Processing was performed using R [R Version 3.6.0, R Core Team (2019). R: A language and environment for statistical computing. R Foundation for Statistical Computing, Vienna, Austria. URL, https://www.R-project.org/] using the “caret” package (short for: Classification And REgression Training, Version 6.0-84). The “caret” package, next to a multitude of alternative packages in R, allows to easily train a total of 238 ML models (see http://topepo.github.io/caret/available-models.html) with similar syntax. One of its strength relies in the streamlined process for creating predictive models, from data splitting and training to variable importance estimation (21). In this study, we used the GBM model to calculate the relative influence of each input parameter. For classification tasks as performed in the present study, ROC curve analysis was conducted on each predictor and the output represents each variable’s importance for the task. We used a 5-fold and 5-times repeated cross validation (CV) for all possible permutations of model-type and dataset (with and without perfusion parameters). K-fold, n-times repeated CV shuffles the training data prior to each repetition, resulting in a different split of the samples and, thus, lower bias. The code and package information are accessible at https://github.com/davidjeanwinkel/Quantitative.

Hyperparameter selection

A grid-search algorithm was used for finding the optimal hyperparameters for each ML model to achieve best possible performance (26). Using this approach, every possible permutation of hyperparameters is tested during training. Finally, the hyperparameter set with the best performance on the training data was selected for each ML model. Table 2 summarizes the mentioned hyperparameters and the parameters chosen for the grid search approach. A summary of all potential ML models available in the “caret” package in R, their type (classification, regression), the libraries they internally use and—most importantly—the parameters that can be possibly tuned can be found at https://topepo.github.io/caret/available-models.html.

Table 2
Table 2 Hyperparameter selection
Full table

Statistical analysis

Through comparison of the binary classifiers of the PI-RADS v2 assessment scores and the output of the four ML models—indicating the presence or absence of sPC—with the ground-truth—representing the histopathology results—AUC values of the corresponding receiver operating characteristics (ROC) curves were compared using the method of DeLong et al. (27) with 2,000 bootstrap iterations. ROC curves are a graphical illustration of the diagnostic ability of a binary classifier system as its discrimination threshold is varied. The AUC value is a measure of the accuracy of a diagnostic test. The AUC value represents the average true positive rate (i.e., sensitivity) across all possible false positive rates (i.e., the specificity). Therefore, the AUC values allow for a comparison of the diagnostic capabilities of two methods. Quantitative image parameters assessed. Confusion matrices were furthermore also calculated. All statistical analyses were performed using R.


Results

Patient results and clinical information

In the predefined observation window, 463 patients were referred to our institution for a prostate MRI examination due to a clinical suspicion for prostate cancer. After applying our inclusion criteria 190 patients with 201 lesions were included in the final analysis (see Figure 2). One hundred sixty-one lesions were randomly assigned to the training set (80%) and 40 lesions were randomly assigned to the training set (20%). Table 3 summarizes the demographic and clinical characteristics. The distribution of PI-RADS scores, Gleason scores and the presence or absence of sPC was similar between the two datasets, ensuring comparable results. Boxplots of all input features and their distribution with regards to the PI-RADS score and the Gleason pattern can be found in Figure 3.

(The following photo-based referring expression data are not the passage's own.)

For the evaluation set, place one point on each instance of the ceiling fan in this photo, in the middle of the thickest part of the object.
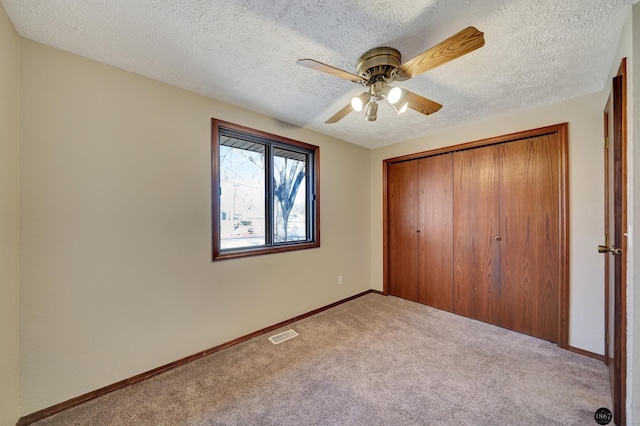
(380, 66)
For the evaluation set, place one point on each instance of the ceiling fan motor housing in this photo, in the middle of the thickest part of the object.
(377, 64)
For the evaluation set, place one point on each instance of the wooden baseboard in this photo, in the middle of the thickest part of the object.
(73, 402)
(587, 353)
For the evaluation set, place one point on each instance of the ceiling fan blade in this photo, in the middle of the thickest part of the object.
(419, 103)
(339, 115)
(455, 46)
(328, 69)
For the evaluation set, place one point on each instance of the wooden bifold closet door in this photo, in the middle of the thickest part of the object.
(507, 261)
(481, 231)
(420, 197)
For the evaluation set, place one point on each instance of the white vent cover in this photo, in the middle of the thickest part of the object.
(281, 337)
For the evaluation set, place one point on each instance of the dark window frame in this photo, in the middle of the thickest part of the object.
(312, 186)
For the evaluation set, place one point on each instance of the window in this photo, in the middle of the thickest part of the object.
(265, 192)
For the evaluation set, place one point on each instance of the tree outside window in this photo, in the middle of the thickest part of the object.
(267, 192)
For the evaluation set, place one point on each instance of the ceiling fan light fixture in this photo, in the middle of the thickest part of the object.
(400, 110)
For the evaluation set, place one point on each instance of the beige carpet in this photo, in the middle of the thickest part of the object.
(372, 361)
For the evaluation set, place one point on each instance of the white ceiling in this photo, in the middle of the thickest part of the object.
(244, 52)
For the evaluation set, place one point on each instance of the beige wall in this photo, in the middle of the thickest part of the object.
(116, 236)
(9, 222)
(585, 200)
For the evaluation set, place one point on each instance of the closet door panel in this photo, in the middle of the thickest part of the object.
(530, 251)
(476, 261)
(435, 239)
(402, 227)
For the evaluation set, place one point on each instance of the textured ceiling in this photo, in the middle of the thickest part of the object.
(244, 52)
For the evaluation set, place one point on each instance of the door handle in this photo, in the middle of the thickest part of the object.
(609, 249)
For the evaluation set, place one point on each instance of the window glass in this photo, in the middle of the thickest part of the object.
(265, 192)
(242, 203)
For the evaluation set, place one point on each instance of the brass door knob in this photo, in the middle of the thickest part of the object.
(609, 249)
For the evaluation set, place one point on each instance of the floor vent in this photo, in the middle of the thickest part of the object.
(281, 337)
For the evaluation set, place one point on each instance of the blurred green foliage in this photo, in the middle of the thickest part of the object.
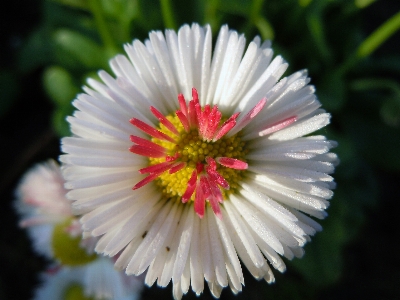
(75, 38)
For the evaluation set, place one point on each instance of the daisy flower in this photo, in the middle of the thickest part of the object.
(57, 234)
(96, 280)
(191, 162)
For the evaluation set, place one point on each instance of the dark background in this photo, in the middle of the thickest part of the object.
(357, 254)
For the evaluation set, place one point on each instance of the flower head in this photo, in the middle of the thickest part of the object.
(189, 159)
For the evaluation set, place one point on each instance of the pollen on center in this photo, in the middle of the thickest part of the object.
(193, 154)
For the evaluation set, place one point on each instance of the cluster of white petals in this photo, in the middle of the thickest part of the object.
(269, 216)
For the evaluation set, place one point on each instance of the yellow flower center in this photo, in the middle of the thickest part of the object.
(192, 150)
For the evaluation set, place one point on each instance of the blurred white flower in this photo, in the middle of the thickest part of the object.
(218, 185)
(95, 280)
(55, 233)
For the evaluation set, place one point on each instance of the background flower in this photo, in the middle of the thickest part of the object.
(356, 74)
(46, 215)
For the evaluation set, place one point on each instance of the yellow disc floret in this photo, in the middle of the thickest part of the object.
(192, 149)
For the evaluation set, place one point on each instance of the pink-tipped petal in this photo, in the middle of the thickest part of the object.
(226, 127)
(199, 201)
(232, 163)
(190, 188)
(213, 122)
(192, 116)
(145, 181)
(150, 130)
(217, 178)
(195, 96)
(211, 162)
(278, 126)
(146, 143)
(249, 116)
(184, 120)
(182, 104)
(161, 167)
(177, 167)
(163, 120)
(145, 151)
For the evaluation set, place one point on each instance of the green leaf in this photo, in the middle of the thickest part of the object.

Figure 2 Figure illustrating the five different input features in an exemplary case of a 62-year-old men with a PSA level of 6.3 ng/mL. mpMRI showed a 16 mm lesion (PI-RADS category 5) in the peripheral zone, left midgland, posteromedial/posterolateral. Histopathology revealed a Gleason 4+3=7 pattern. The acquired values for this exemplary set of input features were: T2w: 138±10 SI, ADC: 617±126 mm2/s, Ktrans =0.98 min-1, Kep =0.78 min-1, Ve =36%. mpMRI, multiparametric magnetic resonance imaging; ADC, apparent diffusion coefficient; PI-RADS, Prostate Imaging Reporting and Data System; PSA, prostate-specific antigen.
Table 3
Table 3 Demographic and clinical characteristics of 190 included men
Full table
Figure 3 Specific summary plots with ROC-AUC values given for all possible hyperparameter search permutations for (A) gradient boosting machines (B) neural networks, (C) random forest and (D) support vector machines models.

Hyperparameter selection and model output

The different values tested in our grid-search approach per model and the final selected parameters can be found in Table 2 and Figure 4. For the NNet model, a 5-10-1 (input layer—number of nodes in the hidden layer—output layer) architecture has been chosen with 71 weights.

Figure 4 Boxplots demonstrating the distribution of the quantitative imaging parameters (ADC, T2, Ktrans, Kep, Ve) depending on the (A) Gleason sum score and (B) on the PIRADS v2 assessment score. ADC, apparent diffusion coefficient.

For the GBM model the relative influence of each individual parameter for the final model predictions was automatically calculated, see Figure 5. The parameters with the highest influence was the mean ADC value with a relative influence of 32%, followed by Ktrans and Kep with 19% and 19% and Ve and the mean T2 SI with 17% and 13%, respectively.

Figure 5 ROC Curve analyses of the different machine learning models and the PIRADS grading. GBM, gradient boosting machines; NNet, neural networks; SVM, support vector machines; RF, random forest.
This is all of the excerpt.